A few days later, the State Department announced it would halt all visitor visas for people from Gaza while conducting “a full and thorough review” of the visa process.
Mr Trump has not explicitly mentioned Mr Mamdani’s faith, calling him instead a “100% communist lunatic”. On Wednesday, he said: “The more people learn about Mamdani, the less they like him.”
Mr Beydoun says that Muslims in the US are subject to structural Islamophobia – the travel ban and increased surveillance – as well as private discrimination, at work and school.
And that discrimination is becoming ever more overt.
Valentina Gomez, a Republican congressional candidate in Texas, set fire to a copy of the Quran using a flamethrower in August while declaring she would “end Islam” in her state and declaring that “America is a Christian nation, so those terrorist Muslims can go … to any of the 57 Muslim nations".
Months earlier, she stormed a Muslim civic event at the Texas State Capitol, grabbing the microphone to proclaim: “Islam is the religion of rape, incest and paedophilia … I will never let Sharia law take over Texas."

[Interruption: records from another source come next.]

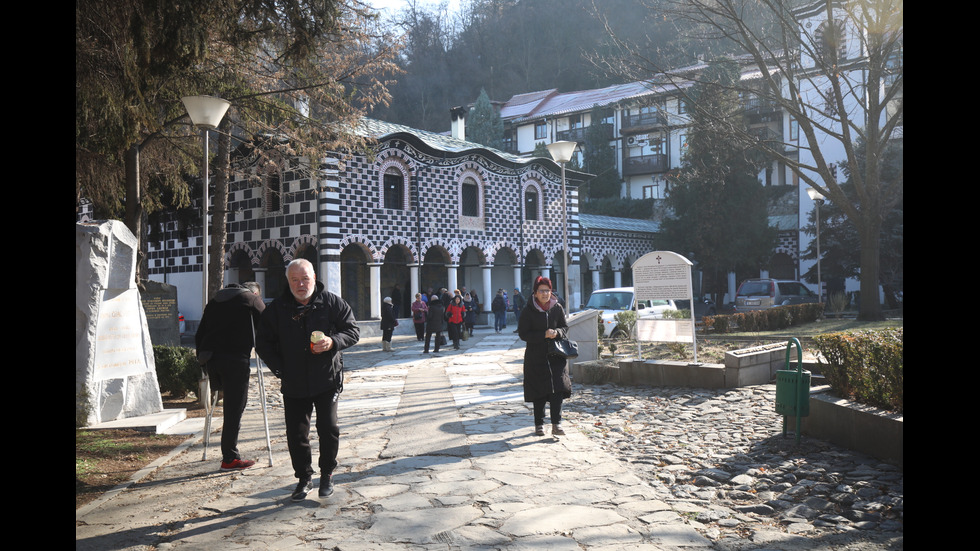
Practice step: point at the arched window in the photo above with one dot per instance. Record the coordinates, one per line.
(531, 204)
(470, 197)
(394, 188)
(533, 200)
(471, 202)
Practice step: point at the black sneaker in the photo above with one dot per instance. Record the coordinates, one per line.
(326, 487)
(304, 487)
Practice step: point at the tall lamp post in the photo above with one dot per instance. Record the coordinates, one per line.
(817, 198)
(206, 113)
(561, 152)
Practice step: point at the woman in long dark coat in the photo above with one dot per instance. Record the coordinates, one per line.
(388, 323)
(546, 378)
(434, 322)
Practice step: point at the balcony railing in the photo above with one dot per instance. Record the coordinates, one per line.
(573, 135)
(761, 110)
(653, 120)
(578, 134)
(645, 164)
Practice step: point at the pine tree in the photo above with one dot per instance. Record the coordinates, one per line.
(485, 126)
(718, 206)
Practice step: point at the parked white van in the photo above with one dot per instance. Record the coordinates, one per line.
(612, 301)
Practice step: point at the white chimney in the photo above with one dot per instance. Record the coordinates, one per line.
(458, 130)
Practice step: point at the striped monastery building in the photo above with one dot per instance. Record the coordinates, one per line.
(422, 210)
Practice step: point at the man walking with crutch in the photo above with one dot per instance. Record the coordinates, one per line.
(224, 343)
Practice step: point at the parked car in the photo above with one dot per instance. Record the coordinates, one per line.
(612, 301)
(760, 294)
(703, 306)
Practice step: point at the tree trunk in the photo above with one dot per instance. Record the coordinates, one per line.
(134, 207)
(870, 305)
(219, 216)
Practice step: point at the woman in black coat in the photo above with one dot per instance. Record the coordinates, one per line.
(546, 378)
(434, 323)
(388, 323)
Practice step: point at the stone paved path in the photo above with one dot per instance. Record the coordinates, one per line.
(437, 452)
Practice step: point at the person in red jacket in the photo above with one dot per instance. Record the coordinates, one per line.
(455, 313)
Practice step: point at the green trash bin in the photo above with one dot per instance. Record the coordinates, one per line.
(793, 393)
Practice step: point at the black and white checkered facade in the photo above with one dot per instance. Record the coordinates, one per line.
(342, 205)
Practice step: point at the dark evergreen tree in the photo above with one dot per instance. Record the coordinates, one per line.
(483, 126)
(840, 243)
(717, 207)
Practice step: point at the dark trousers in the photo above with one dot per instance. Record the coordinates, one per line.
(555, 401)
(230, 375)
(298, 414)
(428, 337)
(455, 333)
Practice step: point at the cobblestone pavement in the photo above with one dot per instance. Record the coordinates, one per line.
(437, 453)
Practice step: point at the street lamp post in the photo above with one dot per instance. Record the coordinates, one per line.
(817, 198)
(561, 152)
(206, 113)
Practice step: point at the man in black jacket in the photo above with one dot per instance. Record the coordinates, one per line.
(224, 341)
(301, 336)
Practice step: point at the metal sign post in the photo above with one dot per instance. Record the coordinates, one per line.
(665, 275)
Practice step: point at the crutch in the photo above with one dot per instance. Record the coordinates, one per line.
(265, 414)
(207, 422)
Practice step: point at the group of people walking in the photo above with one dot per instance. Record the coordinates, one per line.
(541, 320)
(301, 335)
(433, 313)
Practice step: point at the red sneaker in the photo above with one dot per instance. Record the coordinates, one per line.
(236, 465)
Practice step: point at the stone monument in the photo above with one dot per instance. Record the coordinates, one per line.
(115, 376)
(160, 306)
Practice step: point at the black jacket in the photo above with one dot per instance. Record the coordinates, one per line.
(388, 320)
(283, 341)
(437, 316)
(225, 328)
(544, 375)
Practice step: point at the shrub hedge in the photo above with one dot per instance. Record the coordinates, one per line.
(865, 366)
(779, 317)
(177, 370)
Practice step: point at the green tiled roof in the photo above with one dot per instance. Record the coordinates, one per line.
(599, 222)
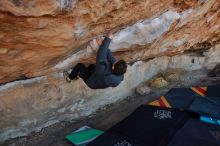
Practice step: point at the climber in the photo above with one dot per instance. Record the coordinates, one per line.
(107, 72)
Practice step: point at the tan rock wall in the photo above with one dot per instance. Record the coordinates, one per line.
(35, 35)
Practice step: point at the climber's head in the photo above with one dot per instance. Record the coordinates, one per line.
(119, 67)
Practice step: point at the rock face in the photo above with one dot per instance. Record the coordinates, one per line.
(39, 39)
(35, 35)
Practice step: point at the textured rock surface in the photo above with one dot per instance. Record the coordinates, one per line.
(39, 39)
(30, 105)
(37, 34)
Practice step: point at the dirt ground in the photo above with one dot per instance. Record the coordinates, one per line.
(106, 117)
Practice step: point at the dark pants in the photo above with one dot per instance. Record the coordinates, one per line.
(83, 71)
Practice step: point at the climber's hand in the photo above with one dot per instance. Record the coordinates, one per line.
(110, 35)
(99, 41)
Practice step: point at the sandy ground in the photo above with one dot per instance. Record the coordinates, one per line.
(106, 117)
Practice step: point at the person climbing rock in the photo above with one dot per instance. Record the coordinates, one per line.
(107, 72)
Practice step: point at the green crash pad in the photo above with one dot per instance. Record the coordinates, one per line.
(83, 136)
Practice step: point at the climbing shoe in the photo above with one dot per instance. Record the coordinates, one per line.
(66, 76)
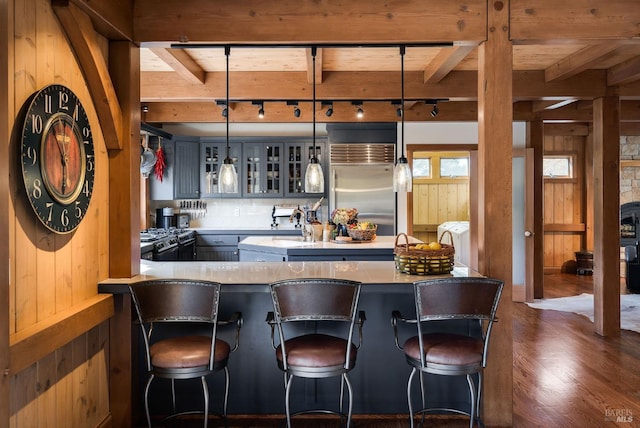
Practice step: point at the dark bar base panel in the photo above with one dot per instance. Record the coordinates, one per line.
(257, 386)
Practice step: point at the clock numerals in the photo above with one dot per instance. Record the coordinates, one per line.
(37, 189)
(63, 101)
(36, 124)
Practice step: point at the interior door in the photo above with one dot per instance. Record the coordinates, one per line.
(523, 243)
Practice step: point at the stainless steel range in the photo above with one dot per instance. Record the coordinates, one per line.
(171, 244)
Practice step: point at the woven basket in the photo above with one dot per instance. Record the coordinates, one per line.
(412, 261)
(362, 234)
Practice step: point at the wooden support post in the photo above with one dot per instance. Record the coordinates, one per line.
(606, 209)
(124, 179)
(6, 116)
(495, 144)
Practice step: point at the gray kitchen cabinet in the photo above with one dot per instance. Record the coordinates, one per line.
(297, 156)
(212, 155)
(163, 190)
(259, 256)
(186, 183)
(261, 166)
(216, 247)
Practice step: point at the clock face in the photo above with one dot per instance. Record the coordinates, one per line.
(58, 163)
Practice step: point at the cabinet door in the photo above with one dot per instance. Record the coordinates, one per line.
(261, 170)
(298, 155)
(212, 156)
(186, 172)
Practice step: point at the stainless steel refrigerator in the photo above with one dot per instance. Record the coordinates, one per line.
(361, 177)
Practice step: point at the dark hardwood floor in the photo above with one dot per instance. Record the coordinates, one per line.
(564, 375)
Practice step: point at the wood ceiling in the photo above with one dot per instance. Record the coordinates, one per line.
(564, 56)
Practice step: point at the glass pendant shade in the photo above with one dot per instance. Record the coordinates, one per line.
(314, 178)
(402, 178)
(228, 180)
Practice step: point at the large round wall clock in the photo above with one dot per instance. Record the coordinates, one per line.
(58, 163)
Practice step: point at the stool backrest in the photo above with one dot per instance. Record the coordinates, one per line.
(467, 298)
(315, 299)
(175, 301)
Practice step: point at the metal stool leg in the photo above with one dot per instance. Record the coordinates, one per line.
(346, 379)
(205, 391)
(472, 390)
(286, 401)
(413, 372)
(146, 400)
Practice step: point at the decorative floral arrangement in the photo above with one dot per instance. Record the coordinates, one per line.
(344, 216)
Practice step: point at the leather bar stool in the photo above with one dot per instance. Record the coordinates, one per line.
(304, 347)
(163, 303)
(437, 352)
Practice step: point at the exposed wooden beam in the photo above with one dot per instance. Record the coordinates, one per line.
(446, 60)
(81, 34)
(580, 61)
(626, 72)
(459, 85)
(182, 63)
(308, 21)
(573, 20)
(318, 69)
(111, 18)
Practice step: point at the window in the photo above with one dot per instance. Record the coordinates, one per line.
(454, 167)
(422, 167)
(557, 166)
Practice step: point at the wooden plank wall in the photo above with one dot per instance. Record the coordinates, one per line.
(564, 206)
(53, 273)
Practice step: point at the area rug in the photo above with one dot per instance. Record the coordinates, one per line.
(583, 305)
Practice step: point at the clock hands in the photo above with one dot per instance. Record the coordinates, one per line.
(63, 141)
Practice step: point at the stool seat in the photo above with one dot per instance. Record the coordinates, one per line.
(187, 352)
(316, 350)
(172, 313)
(446, 349)
(468, 308)
(302, 307)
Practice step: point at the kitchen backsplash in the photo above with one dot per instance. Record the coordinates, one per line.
(236, 213)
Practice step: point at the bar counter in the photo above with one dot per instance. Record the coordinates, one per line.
(381, 372)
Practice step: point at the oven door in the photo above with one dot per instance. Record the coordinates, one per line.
(167, 254)
(187, 250)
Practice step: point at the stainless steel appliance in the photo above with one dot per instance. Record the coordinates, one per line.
(182, 220)
(170, 244)
(361, 177)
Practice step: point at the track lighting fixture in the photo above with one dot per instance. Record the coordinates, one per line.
(228, 180)
(260, 105)
(329, 111)
(296, 109)
(402, 176)
(313, 177)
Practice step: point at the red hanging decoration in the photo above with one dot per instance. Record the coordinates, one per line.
(160, 162)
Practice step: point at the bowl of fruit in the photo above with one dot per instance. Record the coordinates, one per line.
(362, 231)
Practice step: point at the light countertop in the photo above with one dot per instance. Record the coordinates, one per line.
(240, 276)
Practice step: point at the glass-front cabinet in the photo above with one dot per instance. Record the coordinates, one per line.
(212, 155)
(261, 169)
(298, 154)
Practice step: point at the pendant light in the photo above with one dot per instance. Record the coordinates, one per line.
(402, 178)
(313, 177)
(228, 180)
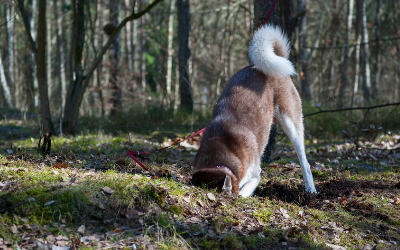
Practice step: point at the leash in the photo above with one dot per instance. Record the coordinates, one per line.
(132, 153)
(270, 12)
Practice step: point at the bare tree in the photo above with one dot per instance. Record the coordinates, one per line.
(303, 55)
(185, 92)
(77, 88)
(115, 54)
(343, 84)
(365, 56)
(377, 48)
(39, 52)
(170, 51)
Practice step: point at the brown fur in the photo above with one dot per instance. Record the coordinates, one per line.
(239, 128)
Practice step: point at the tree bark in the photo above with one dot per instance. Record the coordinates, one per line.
(47, 123)
(377, 48)
(170, 51)
(4, 84)
(115, 54)
(303, 56)
(365, 56)
(261, 9)
(343, 85)
(62, 58)
(185, 92)
(77, 89)
(143, 49)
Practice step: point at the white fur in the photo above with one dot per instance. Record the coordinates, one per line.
(262, 53)
(296, 135)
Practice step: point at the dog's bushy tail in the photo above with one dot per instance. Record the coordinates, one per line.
(269, 51)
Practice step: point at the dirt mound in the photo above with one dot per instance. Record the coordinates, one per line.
(326, 191)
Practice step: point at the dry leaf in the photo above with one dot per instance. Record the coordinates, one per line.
(49, 203)
(211, 196)
(14, 229)
(284, 213)
(81, 229)
(61, 165)
(108, 190)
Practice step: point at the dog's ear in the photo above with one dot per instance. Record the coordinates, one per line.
(227, 188)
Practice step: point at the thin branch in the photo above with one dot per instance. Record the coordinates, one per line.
(353, 108)
(27, 26)
(356, 44)
(112, 38)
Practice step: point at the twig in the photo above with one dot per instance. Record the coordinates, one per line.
(352, 108)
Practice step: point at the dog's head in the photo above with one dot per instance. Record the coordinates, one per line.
(216, 176)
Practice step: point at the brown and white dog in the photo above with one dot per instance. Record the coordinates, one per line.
(230, 151)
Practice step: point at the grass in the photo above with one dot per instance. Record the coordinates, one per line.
(162, 208)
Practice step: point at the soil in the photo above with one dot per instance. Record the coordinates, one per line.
(328, 191)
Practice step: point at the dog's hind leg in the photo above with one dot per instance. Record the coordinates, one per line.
(295, 130)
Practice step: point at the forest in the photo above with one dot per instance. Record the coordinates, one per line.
(83, 81)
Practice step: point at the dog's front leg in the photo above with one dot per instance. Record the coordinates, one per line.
(250, 182)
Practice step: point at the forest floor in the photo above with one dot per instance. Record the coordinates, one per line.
(89, 194)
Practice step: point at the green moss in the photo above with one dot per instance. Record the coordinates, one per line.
(156, 193)
(176, 210)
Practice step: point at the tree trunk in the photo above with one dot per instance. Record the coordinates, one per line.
(8, 63)
(365, 56)
(62, 59)
(185, 92)
(4, 84)
(143, 49)
(115, 54)
(128, 42)
(47, 123)
(77, 89)
(303, 56)
(377, 48)
(343, 84)
(98, 42)
(261, 9)
(170, 51)
(72, 103)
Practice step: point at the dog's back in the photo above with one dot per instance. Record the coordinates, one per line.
(232, 145)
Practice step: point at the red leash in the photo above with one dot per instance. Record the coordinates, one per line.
(270, 12)
(131, 153)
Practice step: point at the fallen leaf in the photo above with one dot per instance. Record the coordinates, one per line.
(61, 165)
(61, 238)
(194, 220)
(49, 203)
(211, 196)
(81, 229)
(108, 190)
(284, 213)
(14, 229)
(335, 247)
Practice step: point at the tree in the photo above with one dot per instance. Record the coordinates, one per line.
(115, 54)
(39, 52)
(261, 10)
(303, 55)
(77, 89)
(343, 84)
(184, 54)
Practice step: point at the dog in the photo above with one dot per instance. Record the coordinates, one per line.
(231, 147)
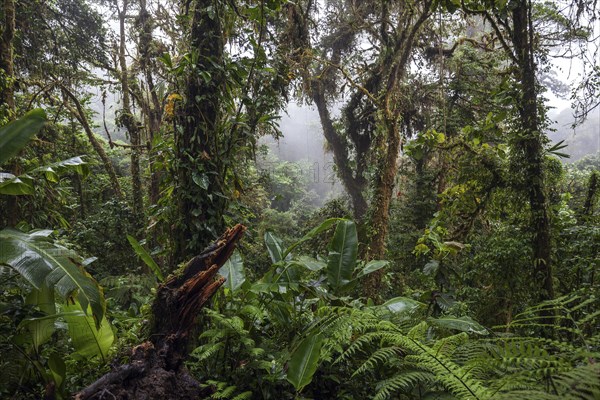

Conservative politicians have, since 2010, been proposing “anti-Sharia” legislation at the state and local level. At least a dozen states have passed laws prohibiting courts from considering Islamic or other foreign or religious law in legal decisions if it conflicts with US or state constitutions.
This month, Senator Tommy Tuberville of Alabama introduced the “No Sharia Act”, which would bar courts from enforcing judgments based on foreign laws if they violate the US Constitution, and the “Preserving a Sharia-Free America Act”, which seeks to make non‑citizens inadmissible or deportable if they advocate Islamic law.
“Calling radical Islam out for what it is doesn’t make you an ‘Islamophobe.’ It makes you a truth teller," Mr Tuberville wrote on X.
And it is not only Democrats and progressives who are in the line of fire. Mr Trump’s pick for US ambassador to Kuwait, Hamtramck Mayor Amer Ghalib, faces unlikely odds of being confirmed after Republican senators said they would oppose his nomination.
His Senate hearing turned tense as Republican and Democratic leaders confronted him with comments and social media posts about the October 7, 2023, Hamas-led attack on Israel and past remarks about former Iraqi leader Saddam Hussein.
He was also questioned about a “like” he gave to a Facebook post likening Jews to monkeys.
Mr Ghalib said the posts were made prior to holding office or were mistranslated from Arabic. He said liking a post does not signify endorsement.
“Your long‑standing views are directly contrary to the views and positions of President Trump and to the position of the United States,” Republican Senator Ted Cruz of Texas said. “I, for one, I’m not going to be able to support your confirmation.”